Using people as props

A rally was recently organized in Winnipeg in response to the Conservatives’ open courtship of what is too comfortably known as the “ethnic vote.” This strategy involves targeting voters in high-density ethnic communities that reside in specific ridings and is part of a Conservative media plan that was leaked in early March.

Josh Brandon, a resident in Winnipeg centre who is a long-time activist on issues of social justice and the environment, organized an all-ethnicity costume party and rally in reaction to the implicit racism in the Conservatives’ effort to capture the ‘ethnic vote.’ He explains that earlier this month, Conservatives sent out an e-mail to various cultural groups including the Canadian Arab Federation asking: “Do you have any cultural groups that would like to participate by having someone at the event in an ethnic costume?” They hoped to have people show up in what they called “national folklore costumes” for a photo-op with Stephen Harper.

Brandon finds this is offensive on several levels: “It treats immigrants and people of colour as props to be used in the election, when Harper’s Conservative government has been one of the most anti-immigrant governments this country has ever had. They cut programs for family reunification. They treat many Canadians as second class citizens undeserving of protection. Omar Khadr, a child soldier, continues to languish in Guantanamo and Canada was the only country in the world that did not seek to repatriate its citizens from that facility. Cuts to housing and settlement programs mean that the present generation of immigrants has a harder time finding its place in Canadian society than any previous one. That e-mail exemplifies the attitude of this government, that people of colour are just props.”

A similar response to the Conservative e-mail took place in Toronto where community organizations and anti-racist groups organized their own “ethnic costume counter-rally” outside of a Harper rally at a Toronto hotel. Participants dressed in “costumes” of all sorts with the message that people are not “props for photo-ops.” Explaining his initial impetus to organize the Winnipeg rally, Brandon wanted to make it clear that not everyone is apathetic towards politics. “More broadly, we hear a lot about how people are disengaged from politics and from this election.

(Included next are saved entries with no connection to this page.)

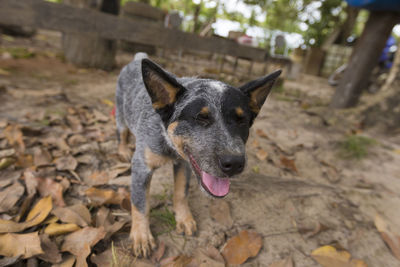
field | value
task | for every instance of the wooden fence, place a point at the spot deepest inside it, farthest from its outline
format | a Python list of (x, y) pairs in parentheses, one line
[(60, 17)]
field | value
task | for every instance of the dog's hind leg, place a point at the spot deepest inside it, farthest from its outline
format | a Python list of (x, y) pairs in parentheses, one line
[(143, 241), (123, 147), (184, 219)]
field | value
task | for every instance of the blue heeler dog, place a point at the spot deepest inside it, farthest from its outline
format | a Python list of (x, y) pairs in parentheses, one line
[(200, 125)]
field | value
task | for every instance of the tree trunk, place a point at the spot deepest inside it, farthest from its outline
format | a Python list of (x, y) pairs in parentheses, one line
[(348, 25), (364, 58), (394, 74), (91, 51), (385, 109)]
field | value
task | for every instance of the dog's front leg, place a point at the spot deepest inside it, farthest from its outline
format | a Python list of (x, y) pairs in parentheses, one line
[(184, 219), (143, 241)]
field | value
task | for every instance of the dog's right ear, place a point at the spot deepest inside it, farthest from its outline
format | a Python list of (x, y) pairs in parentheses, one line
[(162, 87)]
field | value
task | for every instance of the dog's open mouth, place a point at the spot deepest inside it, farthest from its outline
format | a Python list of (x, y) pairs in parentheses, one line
[(215, 186)]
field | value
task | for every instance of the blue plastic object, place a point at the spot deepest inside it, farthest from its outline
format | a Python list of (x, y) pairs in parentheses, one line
[(379, 5)]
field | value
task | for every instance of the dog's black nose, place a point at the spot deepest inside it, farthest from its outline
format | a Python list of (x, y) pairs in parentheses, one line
[(230, 164)]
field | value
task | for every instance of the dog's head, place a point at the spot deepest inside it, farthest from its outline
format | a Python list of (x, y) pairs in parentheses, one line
[(207, 121)]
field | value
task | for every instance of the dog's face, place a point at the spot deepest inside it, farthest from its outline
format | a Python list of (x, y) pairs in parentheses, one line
[(207, 121)]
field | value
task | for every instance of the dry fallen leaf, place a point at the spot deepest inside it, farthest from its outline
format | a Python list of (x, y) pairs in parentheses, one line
[(26, 204), (100, 117), (80, 242), (106, 219), (261, 133), (255, 144), (76, 139), (104, 259), (14, 137), (37, 215), (262, 154), (66, 163), (25, 245), (50, 187), (283, 263), (221, 212), (76, 214), (97, 178), (67, 261), (8, 177), (391, 239), (6, 162), (6, 261), (31, 182), (288, 164), (10, 195), (177, 261), (60, 229), (51, 253), (104, 196), (202, 258), (41, 156), (241, 247), (329, 256)]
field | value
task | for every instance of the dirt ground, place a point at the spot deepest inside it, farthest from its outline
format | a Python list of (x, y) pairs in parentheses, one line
[(300, 190)]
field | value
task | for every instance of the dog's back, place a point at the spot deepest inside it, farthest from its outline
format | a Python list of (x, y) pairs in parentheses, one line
[(134, 108)]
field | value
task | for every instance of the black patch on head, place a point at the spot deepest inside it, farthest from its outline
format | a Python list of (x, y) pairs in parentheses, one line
[(236, 125), (191, 113), (163, 89)]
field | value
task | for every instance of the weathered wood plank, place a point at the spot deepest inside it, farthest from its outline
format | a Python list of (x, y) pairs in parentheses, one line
[(59, 17), (364, 58)]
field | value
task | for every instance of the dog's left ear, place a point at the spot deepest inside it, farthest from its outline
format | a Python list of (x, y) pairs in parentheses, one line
[(259, 89), (163, 88)]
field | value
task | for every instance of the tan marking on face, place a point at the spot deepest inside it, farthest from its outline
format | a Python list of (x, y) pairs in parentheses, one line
[(256, 97), (154, 160), (184, 219), (239, 111), (204, 111), (177, 140), (165, 92)]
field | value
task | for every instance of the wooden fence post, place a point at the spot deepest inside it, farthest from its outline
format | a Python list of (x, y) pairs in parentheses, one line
[(364, 58), (91, 51)]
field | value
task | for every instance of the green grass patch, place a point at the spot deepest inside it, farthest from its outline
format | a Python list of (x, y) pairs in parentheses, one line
[(356, 146), (18, 52), (165, 218)]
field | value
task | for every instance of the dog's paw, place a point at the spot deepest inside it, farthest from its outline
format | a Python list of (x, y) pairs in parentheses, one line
[(186, 225), (124, 153), (142, 243)]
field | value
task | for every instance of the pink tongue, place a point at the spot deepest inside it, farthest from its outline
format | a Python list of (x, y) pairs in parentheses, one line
[(217, 186)]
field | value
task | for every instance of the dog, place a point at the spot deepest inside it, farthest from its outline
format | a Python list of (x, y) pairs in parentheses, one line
[(200, 125)]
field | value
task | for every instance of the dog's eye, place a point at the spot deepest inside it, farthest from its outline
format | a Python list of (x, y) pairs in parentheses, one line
[(203, 119), (240, 120)]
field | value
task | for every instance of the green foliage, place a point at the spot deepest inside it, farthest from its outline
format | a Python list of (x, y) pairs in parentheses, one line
[(356, 146), (187, 9), (319, 18), (18, 52)]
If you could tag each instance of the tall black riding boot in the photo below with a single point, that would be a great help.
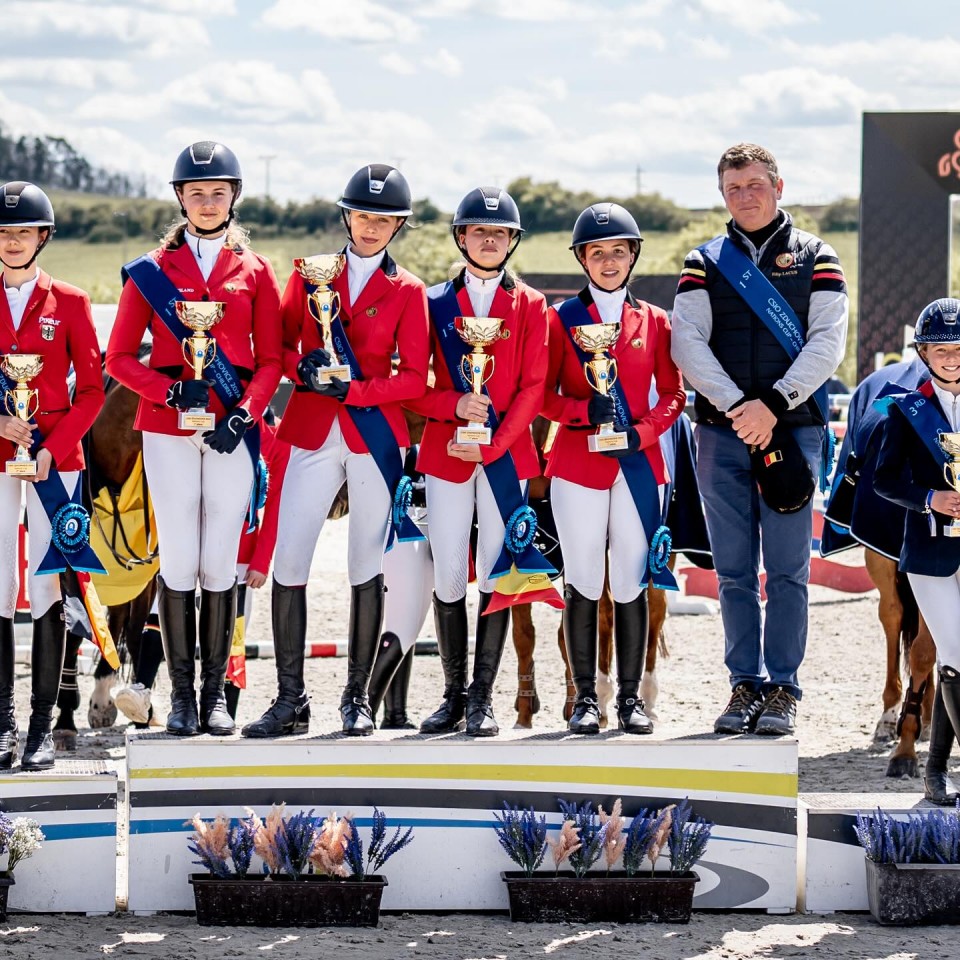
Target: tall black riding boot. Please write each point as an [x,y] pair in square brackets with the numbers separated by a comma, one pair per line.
[389,658]
[580,617]
[178,630]
[491,637]
[290,711]
[451,624]
[218,616]
[395,699]
[9,735]
[937,787]
[366,619]
[631,622]
[49,643]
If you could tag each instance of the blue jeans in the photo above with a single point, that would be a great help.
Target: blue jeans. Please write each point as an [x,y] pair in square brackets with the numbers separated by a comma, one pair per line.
[762,653]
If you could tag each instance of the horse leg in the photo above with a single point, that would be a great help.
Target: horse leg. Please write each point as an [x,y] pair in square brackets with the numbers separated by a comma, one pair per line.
[68,698]
[650,686]
[883,573]
[524,641]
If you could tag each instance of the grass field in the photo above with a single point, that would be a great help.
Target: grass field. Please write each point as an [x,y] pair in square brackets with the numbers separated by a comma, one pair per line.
[96,267]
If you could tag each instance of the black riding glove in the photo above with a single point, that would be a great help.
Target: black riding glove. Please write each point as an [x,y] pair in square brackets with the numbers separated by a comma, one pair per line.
[229,432]
[601,409]
[188,394]
[633,443]
[334,387]
[308,369]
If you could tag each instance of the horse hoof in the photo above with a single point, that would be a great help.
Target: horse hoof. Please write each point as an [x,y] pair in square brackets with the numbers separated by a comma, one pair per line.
[65,741]
[900,768]
[102,711]
[886,730]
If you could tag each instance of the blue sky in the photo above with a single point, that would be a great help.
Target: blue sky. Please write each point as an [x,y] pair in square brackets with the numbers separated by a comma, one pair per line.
[461,92]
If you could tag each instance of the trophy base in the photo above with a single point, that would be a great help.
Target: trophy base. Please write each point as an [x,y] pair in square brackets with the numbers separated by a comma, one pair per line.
[598,442]
[474,433]
[21,468]
[196,420]
[341,372]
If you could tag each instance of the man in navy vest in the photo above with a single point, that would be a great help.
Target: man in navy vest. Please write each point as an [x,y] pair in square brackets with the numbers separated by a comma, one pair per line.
[759,326]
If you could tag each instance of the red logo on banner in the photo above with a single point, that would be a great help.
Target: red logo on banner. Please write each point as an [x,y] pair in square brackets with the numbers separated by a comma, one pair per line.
[950,162]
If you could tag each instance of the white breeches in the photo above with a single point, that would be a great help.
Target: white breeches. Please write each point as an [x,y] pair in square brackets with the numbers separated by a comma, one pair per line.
[44,590]
[451,507]
[939,601]
[310,484]
[200,498]
[585,519]
[408,576]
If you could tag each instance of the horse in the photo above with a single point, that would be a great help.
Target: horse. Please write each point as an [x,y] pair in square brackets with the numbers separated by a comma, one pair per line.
[857,516]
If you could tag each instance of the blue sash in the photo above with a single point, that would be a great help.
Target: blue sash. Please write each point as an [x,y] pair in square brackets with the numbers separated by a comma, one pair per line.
[774,310]
[635,467]
[157,289]
[519,519]
[69,521]
[377,434]
[923,415]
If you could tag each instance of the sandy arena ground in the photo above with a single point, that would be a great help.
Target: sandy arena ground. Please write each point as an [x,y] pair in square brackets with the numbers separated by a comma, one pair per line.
[842,678]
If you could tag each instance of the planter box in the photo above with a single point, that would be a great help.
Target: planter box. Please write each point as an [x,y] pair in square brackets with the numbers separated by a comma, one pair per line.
[310,901]
[614,898]
[913,893]
[6,881]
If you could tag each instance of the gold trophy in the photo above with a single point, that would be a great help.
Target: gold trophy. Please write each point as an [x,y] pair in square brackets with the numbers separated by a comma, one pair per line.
[199,351]
[477,367]
[601,374]
[950,445]
[324,304]
[23,403]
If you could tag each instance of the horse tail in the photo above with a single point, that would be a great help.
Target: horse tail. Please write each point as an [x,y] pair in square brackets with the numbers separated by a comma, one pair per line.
[910,622]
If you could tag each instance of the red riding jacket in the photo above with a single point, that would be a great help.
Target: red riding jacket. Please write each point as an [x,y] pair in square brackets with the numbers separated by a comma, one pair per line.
[249,334]
[389,317]
[642,353]
[58,325]
[515,387]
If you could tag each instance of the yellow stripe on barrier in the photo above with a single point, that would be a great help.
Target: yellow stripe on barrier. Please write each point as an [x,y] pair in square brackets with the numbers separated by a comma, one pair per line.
[724,781]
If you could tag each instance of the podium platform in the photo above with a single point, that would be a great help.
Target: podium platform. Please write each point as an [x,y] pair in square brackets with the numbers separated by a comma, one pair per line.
[75,869]
[447,787]
[834,877]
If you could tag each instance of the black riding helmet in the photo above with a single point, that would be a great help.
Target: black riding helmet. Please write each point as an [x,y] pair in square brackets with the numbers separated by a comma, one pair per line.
[606,221]
[377,188]
[207,160]
[24,204]
[487,205]
[939,322]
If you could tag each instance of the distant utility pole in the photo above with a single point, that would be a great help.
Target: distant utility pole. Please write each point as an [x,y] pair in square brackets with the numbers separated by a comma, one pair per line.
[266,158]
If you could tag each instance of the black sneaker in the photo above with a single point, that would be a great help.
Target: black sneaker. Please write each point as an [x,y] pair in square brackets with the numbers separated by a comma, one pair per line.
[741,713]
[779,714]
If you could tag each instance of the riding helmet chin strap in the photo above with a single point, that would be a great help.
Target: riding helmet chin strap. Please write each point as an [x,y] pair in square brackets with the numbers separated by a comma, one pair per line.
[482,266]
[36,253]
[619,286]
[346,226]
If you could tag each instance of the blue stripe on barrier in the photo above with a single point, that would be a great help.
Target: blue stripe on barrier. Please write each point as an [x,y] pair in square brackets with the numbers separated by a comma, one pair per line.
[78,831]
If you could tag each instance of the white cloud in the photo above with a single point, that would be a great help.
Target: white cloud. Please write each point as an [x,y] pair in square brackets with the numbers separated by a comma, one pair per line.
[158,34]
[752,16]
[443,61]
[397,63]
[361,21]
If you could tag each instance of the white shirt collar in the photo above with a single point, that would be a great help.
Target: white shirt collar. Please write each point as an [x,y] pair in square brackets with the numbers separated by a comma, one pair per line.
[609,303]
[18,297]
[205,251]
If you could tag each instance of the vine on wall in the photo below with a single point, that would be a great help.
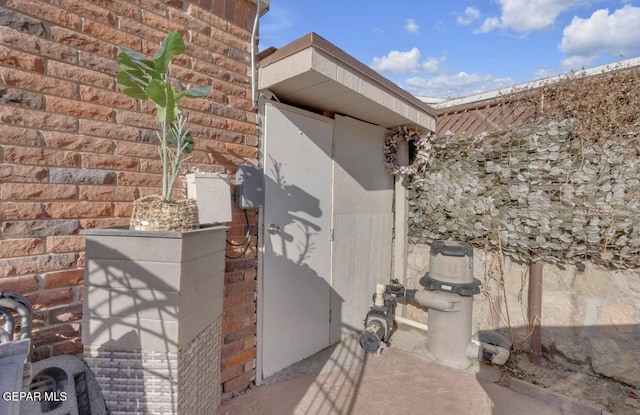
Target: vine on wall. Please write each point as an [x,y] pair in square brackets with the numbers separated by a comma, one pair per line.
[563,188]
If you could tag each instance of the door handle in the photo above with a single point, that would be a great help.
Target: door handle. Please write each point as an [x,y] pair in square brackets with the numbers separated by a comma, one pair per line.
[274,229]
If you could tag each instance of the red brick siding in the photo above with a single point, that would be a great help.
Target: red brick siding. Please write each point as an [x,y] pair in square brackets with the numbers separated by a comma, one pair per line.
[75,152]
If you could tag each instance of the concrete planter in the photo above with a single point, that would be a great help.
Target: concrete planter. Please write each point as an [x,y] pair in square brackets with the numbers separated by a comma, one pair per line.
[152,318]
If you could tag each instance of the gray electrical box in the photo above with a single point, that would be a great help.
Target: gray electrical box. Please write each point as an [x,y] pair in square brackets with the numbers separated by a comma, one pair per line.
[212,192]
[249,187]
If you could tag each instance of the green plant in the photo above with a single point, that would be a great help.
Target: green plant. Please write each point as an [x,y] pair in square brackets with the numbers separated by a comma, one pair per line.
[148,79]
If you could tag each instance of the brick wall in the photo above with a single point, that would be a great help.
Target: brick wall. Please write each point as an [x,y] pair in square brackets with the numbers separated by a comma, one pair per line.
[75,152]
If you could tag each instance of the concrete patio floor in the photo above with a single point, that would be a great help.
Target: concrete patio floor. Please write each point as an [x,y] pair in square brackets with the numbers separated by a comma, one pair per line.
[344,380]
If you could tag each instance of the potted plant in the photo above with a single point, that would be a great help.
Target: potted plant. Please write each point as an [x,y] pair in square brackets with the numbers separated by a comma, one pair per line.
[153,294]
[148,79]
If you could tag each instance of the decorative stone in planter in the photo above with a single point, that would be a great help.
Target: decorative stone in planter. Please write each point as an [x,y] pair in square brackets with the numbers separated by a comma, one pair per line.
[152,317]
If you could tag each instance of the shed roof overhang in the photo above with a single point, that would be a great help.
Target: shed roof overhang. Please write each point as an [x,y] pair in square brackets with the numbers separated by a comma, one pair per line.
[311,72]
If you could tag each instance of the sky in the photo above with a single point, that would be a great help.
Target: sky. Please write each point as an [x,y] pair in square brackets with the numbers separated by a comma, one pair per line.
[452,49]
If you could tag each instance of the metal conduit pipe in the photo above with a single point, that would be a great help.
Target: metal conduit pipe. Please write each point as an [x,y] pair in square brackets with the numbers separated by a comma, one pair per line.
[535,311]
[254,87]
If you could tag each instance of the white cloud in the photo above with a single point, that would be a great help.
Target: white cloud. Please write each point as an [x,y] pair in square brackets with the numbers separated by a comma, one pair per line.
[525,16]
[457,85]
[489,24]
[412,27]
[471,14]
[615,33]
[576,63]
[405,62]
[542,73]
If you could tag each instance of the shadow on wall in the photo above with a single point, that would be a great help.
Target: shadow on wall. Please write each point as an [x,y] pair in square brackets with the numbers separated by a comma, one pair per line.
[122,290]
[152,315]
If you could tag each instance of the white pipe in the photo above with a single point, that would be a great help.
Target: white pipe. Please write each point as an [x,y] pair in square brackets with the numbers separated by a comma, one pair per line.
[379,298]
[254,32]
[412,323]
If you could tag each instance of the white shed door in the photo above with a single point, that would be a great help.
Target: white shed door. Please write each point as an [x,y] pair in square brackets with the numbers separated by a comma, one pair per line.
[296,291]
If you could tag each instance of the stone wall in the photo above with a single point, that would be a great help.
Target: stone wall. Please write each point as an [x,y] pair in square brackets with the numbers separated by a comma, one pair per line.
[75,152]
[590,318]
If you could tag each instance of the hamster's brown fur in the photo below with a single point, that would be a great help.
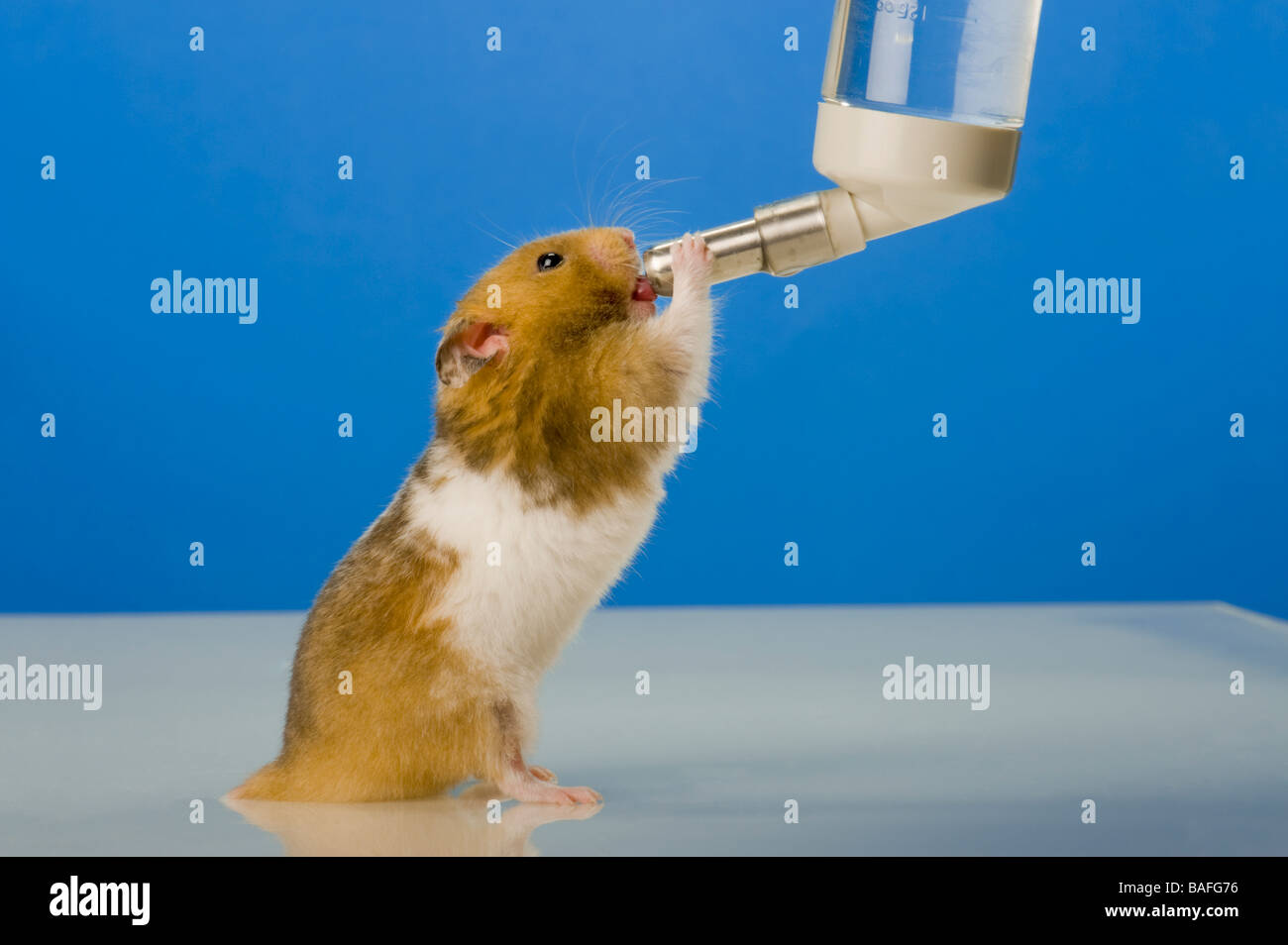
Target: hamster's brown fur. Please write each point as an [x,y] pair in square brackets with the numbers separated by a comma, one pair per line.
[423,714]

I wanted to show that people do care about the issues. Canadians do not want more meaningless photo-ops, they want their politicians to discuss policies.”

Close to a dozen people attended the Winnipeg rally outside of Conservative candidate Bev Pitura’s office, which was also meant to question what an ethnic costume really is. As can be seen from the photo from the rally, some people just wore their regular clothes and others wore costumes. Brandon reports that there was a lot of support from people driving by honking their horns.

“The local candidate, Bev Pitura, was surprised by our presence,” says Brandon. “To her credit, she came out and talked to us. She suggested that we meet Jason Kenney, the Conservative’s point person on immigrant communities. She was congenial and spoke with us for several minutes. However, the point is not whether Bev Pitura and Jason Kenny are nice people. The point is what their policies are and how they affect Canadians across the country. Those questions the Conservatives continue to dodge. Like a lot of Canadians, I am getting fed up of the Conservatives not showing up for debates.”

Brandon is not alone with these sentiments. A group of Canadian lawyers and legal academics have organized with a united anti-Conservative message for voters, especially new-comers to Canada. Citing the Harper government’s misleading statements that suggest that they are improving the immigration system, the 46 lawyers and academics who have endorsed the message are statistically proving that the Harper government has made the immigration system worse since their time in power.

In addition to immigration, Brandon sees other election issues that are not being adequately or accurately addressed. “Poverty is a big one. Over the last five years, the gap between rich and poor is growing. All the parties want to present themselves as supporting the middle class, but for people who are struggling, there is really not enough there. How we, as a society, deal with poverty tells a lot about who we are as a culture.”

The environment is also an election issue that Brandon wants to hear more discussion about. “If we do not deal with issues like global warming, food security and loss of biodiversity today, the world will be a much poorer place 25 or 50 years from now. We could be facing a billion environmental refugees later in this century. We need to start addressing those problems now.”

With the organization of the all-ethnicity costume party and rally as well as the upcoming vote mob that is taking place in Winnipeg, it is clear that accountability from Canada’s leaders is a huge priority.